The amount of income taxes we pay is subject to ongoing audits by federal, state and foreign tax authorities, which may result in
proposed assessments. Our estimate of the potential outcome for any uncertain tax issue is highly judgmental. We assess our income
tax positions and record tax benefits for all years subject to examination based upon our evaluation of the facts, circumstances and
information available at the reporting date. For those tax positions for which it is more likely than not that a tax benefit will be
sustained, we record the largest amount of tax benefit with a greater than 50% likelihood of being realized upon settlement with a
taxing authority that has full knowledge of all relevant information. Interest and penalties are accrued, where applicable. We
recognize net tax-related interest and penalties for continuing operations in income tax expense.
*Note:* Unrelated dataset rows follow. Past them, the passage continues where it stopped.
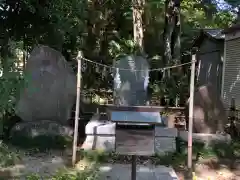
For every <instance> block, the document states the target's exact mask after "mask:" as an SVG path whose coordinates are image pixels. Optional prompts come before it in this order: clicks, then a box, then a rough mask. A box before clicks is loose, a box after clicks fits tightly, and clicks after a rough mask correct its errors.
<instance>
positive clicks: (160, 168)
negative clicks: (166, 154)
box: [100, 164, 178, 180]
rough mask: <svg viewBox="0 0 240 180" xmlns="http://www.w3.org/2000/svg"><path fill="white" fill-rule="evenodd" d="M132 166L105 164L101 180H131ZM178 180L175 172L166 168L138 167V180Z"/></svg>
mask: <svg viewBox="0 0 240 180" xmlns="http://www.w3.org/2000/svg"><path fill="white" fill-rule="evenodd" d="M129 179H131V165H129V164H105V165H101V166H100V180H129ZM148 179H149V180H178V177H177V175H176V173H175V171H174V170H173V169H172V168H171V167H165V166H157V167H154V166H152V167H151V166H143V165H138V166H137V180H148Z"/></svg>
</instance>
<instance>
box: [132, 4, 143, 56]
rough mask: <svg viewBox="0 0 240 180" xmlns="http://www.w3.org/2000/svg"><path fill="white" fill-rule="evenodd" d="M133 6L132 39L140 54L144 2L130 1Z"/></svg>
mask: <svg viewBox="0 0 240 180" xmlns="http://www.w3.org/2000/svg"><path fill="white" fill-rule="evenodd" d="M132 4H133V37H134V41H135V43H136V44H137V46H138V48H139V49H140V51H141V52H143V19H142V16H143V13H144V5H145V0H132Z"/></svg>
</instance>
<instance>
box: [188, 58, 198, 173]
mask: <svg viewBox="0 0 240 180" xmlns="http://www.w3.org/2000/svg"><path fill="white" fill-rule="evenodd" d="M195 64H196V55H195V54H194V55H192V66H191V79H190V101H189V124H188V126H189V127H188V169H189V172H192V130H193V103H194V79H195Z"/></svg>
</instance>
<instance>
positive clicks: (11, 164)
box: [0, 141, 20, 168]
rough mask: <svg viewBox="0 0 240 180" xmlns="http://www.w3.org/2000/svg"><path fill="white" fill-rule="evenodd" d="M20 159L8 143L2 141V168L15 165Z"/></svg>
mask: <svg viewBox="0 0 240 180" xmlns="http://www.w3.org/2000/svg"><path fill="white" fill-rule="evenodd" d="M19 159H20V157H19V155H18V154H17V153H16V152H13V151H12V150H11V149H10V148H9V147H8V146H7V145H6V144H4V143H3V142H1V141H0V168H3V167H8V166H12V165H15V164H16V162H18V161H19Z"/></svg>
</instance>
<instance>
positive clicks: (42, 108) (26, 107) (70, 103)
mask: <svg viewBox="0 0 240 180" xmlns="http://www.w3.org/2000/svg"><path fill="white" fill-rule="evenodd" d="M24 73H25V79H26V83H25V86H24V89H23V91H22V92H21V94H20V100H19V102H18V104H17V107H16V113H17V115H18V116H19V117H21V118H22V120H23V121H25V122H33V121H36V122H38V121H41V120H48V121H53V122H56V123H59V124H62V125H66V124H67V120H68V118H69V116H70V112H71V108H72V106H73V103H74V99H75V96H76V92H75V91H76V88H75V86H76V76H75V75H74V73H73V71H72V69H71V67H70V66H69V65H68V63H67V61H66V60H65V59H64V57H63V56H62V54H61V53H60V52H58V51H56V50H54V49H52V48H50V47H48V46H37V47H35V48H34V49H33V51H32V53H31V54H30V57H29V59H28V61H27V66H26V70H25V72H24Z"/></svg>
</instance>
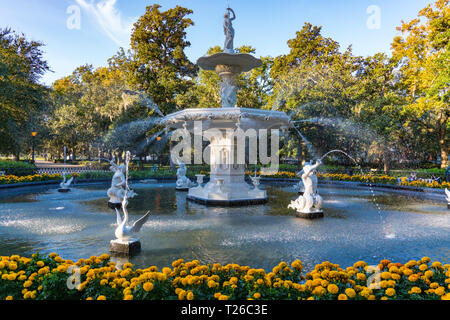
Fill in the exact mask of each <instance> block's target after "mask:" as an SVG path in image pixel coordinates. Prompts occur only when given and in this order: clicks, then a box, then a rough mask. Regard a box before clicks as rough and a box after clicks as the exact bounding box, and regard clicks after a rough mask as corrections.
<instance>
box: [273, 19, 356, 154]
mask: <svg viewBox="0 0 450 320" xmlns="http://www.w3.org/2000/svg"><path fill="white" fill-rule="evenodd" d="M288 45H289V47H290V52H289V53H288V54H287V55H282V56H279V57H276V58H275V60H274V64H273V67H272V70H271V76H272V78H273V81H274V89H273V95H272V97H271V99H270V105H272V106H273V108H277V109H280V110H282V111H286V112H288V113H289V114H290V115H291V117H292V118H293V119H294V120H297V121H301V122H300V123H301V127H302V128H301V129H304V130H303V131H304V134H303V136H304V137H305V138H306V139H307V140H308V141H310V142H311V143H312V144H313V145H314V146H315V147H316V151H317V154H312V155H310V156H320V155H322V154H324V153H325V152H326V151H327V150H331V149H332V148H336V147H339V149H344V150H346V151H349V152H351V153H353V154H354V153H356V152H357V151H359V150H358V149H359V146H360V143H359V139H360V136H359V137H356V139H355V137H354V136H353V137H348V130H347V129H348V127H349V126H348V125H347V124H346V123H345V122H343V121H341V120H345V121H349V120H350V121H351V120H352V116H353V112H354V109H355V106H356V105H357V104H358V103H359V102H360V99H361V96H360V88H359V87H358V78H357V77H356V76H355V73H356V72H357V71H358V70H359V68H360V63H361V58H359V57H354V56H353V54H352V51H351V47H349V48H348V49H347V50H346V51H345V52H343V53H341V52H340V51H339V44H338V43H337V42H336V41H334V40H332V39H331V38H325V37H323V36H322V35H321V28H320V27H316V26H312V25H311V24H309V23H306V24H305V25H304V26H303V28H302V30H301V31H299V32H297V33H296V37H295V38H294V39H291V40H289V41H288ZM342 124H344V125H345V126H344V127H343V126H342ZM325 128H326V129H325ZM300 144H301V142H300V141H298V142H297V143H292V142H290V143H287V144H286V146H287V147H290V146H293V145H298V146H299V145H300ZM309 151H312V148H310V150H309ZM300 153H302V152H301V150H298V151H295V150H291V152H290V154H291V155H295V154H296V155H297V156H298V155H299V154H300Z"/></svg>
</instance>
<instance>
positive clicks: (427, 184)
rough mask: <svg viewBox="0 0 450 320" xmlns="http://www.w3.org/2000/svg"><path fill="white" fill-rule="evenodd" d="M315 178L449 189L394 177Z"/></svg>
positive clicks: (433, 185) (424, 182)
mask: <svg viewBox="0 0 450 320" xmlns="http://www.w3.org/2000/svg"><path fill="white" fill-rule="evenodd" d="M317 177H318V178H319V179H322V180H334V181H353V182H362V183H374V184H388V185H400V186H408V187H419V188H434V189H444V188H450V182H446V181H444V182H442V184H439V183H438V182H437V181H433V182H431V183H428V182H426V181H412V182H410V181H408V179H407V178H400V183H399V180H398V179H397V178H395V177H389V176H386V175H383V176H373V175H361V174H356V175H351V176H350V175H348V174H340V173H336V174H332V173H318V174H317Z"/></svg>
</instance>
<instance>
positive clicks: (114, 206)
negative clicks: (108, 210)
mask: <svg viewBox="0 0 450 320" xmlns="http://www.w3.org/2000/svg"><path fill="white" fill-rule="evenodd" d="M108 208H110V209H112V210H114V209H120V208H122V203H115V202H109V201H108Z"/></svg>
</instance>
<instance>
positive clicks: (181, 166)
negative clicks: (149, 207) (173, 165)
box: [175, 161, 194, 191]
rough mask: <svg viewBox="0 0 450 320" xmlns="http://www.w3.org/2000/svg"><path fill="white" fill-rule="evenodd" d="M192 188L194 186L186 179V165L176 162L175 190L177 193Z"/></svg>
mask: <svg viewBox="0 0 450 320" xmlns="http://www.w3.org/2000/svg"><path fill="white" fill-rule="evenodd" d="M193 186H194V184H193V183H192V181H191V180H190V179H189V178H188V177H186V164H185V163H184V162H180V161H178V170H177V182H176V187H175V189H176V190H178V191H188V190H189V188H191V187H193Z"/></svg>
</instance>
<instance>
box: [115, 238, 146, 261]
mask: <svg viewBox="0 0 450 320" xmlns="http://www.w3.org/2000/svg"><path fill="white" fill-rule="evenodd" d="M109 251H110V252H111V253H112V254H114V255H116V256H127V257H131V256H134V255H136V254H138V253H139V252H140V251H141V242H140V241H139V239H130V240H128V241H121V240H119V239H115V240H111V242H110V247H109Z"/></svg>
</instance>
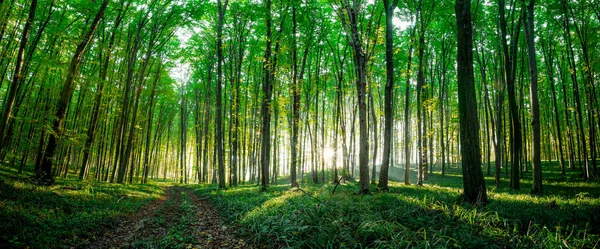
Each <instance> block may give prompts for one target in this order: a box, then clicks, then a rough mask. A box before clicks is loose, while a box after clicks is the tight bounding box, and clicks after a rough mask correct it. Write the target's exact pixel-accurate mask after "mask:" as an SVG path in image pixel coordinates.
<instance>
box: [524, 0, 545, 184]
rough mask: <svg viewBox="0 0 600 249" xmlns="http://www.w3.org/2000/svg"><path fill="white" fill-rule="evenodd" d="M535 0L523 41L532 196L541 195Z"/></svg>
mask: <svg viewBox="0 0 600 249" xmlns="http://www.w3.org/2000/svg"><path fill="white" fill-rule="evenodd" d="M534 1H535V0H529V4H528V5H527V18H526V19H525V25H524V26H525V39H526V40H527V53H528V55H529V57H528V58H529V59H528V62H529V63H528V64H529V77H530V85H529V94H530V101H531V129H532V131H533V138H532V141H533V184H532V188H531V193H532V194H541V193H542V161H541V141H540V139H541V138H540V104H539V100H538V86H537V81H538V75H537V61H536V56H535V43H534V39H535V37H534V33H535V29H534V24H533V5H534Z"/></svg>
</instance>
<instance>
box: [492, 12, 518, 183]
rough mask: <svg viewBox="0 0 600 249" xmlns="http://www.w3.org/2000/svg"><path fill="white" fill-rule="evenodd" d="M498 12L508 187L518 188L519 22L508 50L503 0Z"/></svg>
mask: <svg viewBox="0 0 600 249" xmlns="http://www.w3.org/2000/svg"><path fill="white" fill-rule="evenodd" d="M498 6H499V8H498V9H499V14H500V32H501V40H502V54H503V56H504V58H503V60H504V75H505V77H504V80H505V81H506V86H507V88H508V107H509V108H508V109H509V111H510V117H511V118H510V121H511V123H510V141H511V144H510V145H511V146H510V147H511V177H510V187H511V188H513V189H519V188H520V181H519V168H520V167H519V165H520V163H521V158H520V157H521V147H522V144H521V143H522V140H521V123H520V121H519V112H518V111H519V110H518V108H517V101H516V98H515V96H516V95H515V78H516V77H515V72H516V54H517V44H518V40H519V34H520V32H519V30H520V27H521V22H520V21H517V23H516V25H515V26H516V27H514V28H513V30H512V31H513V33H512V34H511V35H510V36H511V42H510V51H509V47H508V43H507V32H506V26H507V25H506V16H505V4H504V0H499V1H498Z"/></svg>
If we do not believe that it is more
likely than not that a tax benefit will be sustained, no tax benefit is recognized. However, our future results may include favorable or
unfavorable adjustments to our estimated tax liabilities due to closure of income tax examinations, new regulatory or judicial
pronouncements, or other relevant events. As a result, our effective tax rate may fluctuate significantly on a quarterly and annual
basis.
Item 7A. Quantitative and Qualitative Disclosures about Market Risk
Interest Rate Risks
Our financial results are affected by changes in the U.S. and foreign interest rates. As part of managing this risk, we seek to achieve a
prudent balance between floating- and fixed-rate exposures. We continually monitor our mix of these exposures and adjust the mix, as
necessary.
Our Finance group limits its risk to changes in interest rates with its strategy of matching floating-rate assets with floating-rate
liabilities. This strategy includes the use of interest rate exchange agreements. At January 1, 2011, floating-rate liabilities in excess of
floating-rate assets were $591 million, after considering interest rate exchange agreements and the treatment of $640 million of
floating-rate loans with index-rate floors as fixed-rate loans. These loans have index rates that are, on average, 198 basis points above
the applicable index rate (predominately the Prime rate). The Finance group has benefited from interest rate floor agreements in the
recent low-rate environment; however, in a rising rate environment, this benefit will dissipate until the Prime rate exceeds the floor
rates embedded in these agreements. The net effect of interest rate exchange agreements designated as hedges of debt decreased
interest expense for our Finance group by $28 million, $56 million and $25 million in 2010, 2009 and 2008, respectively.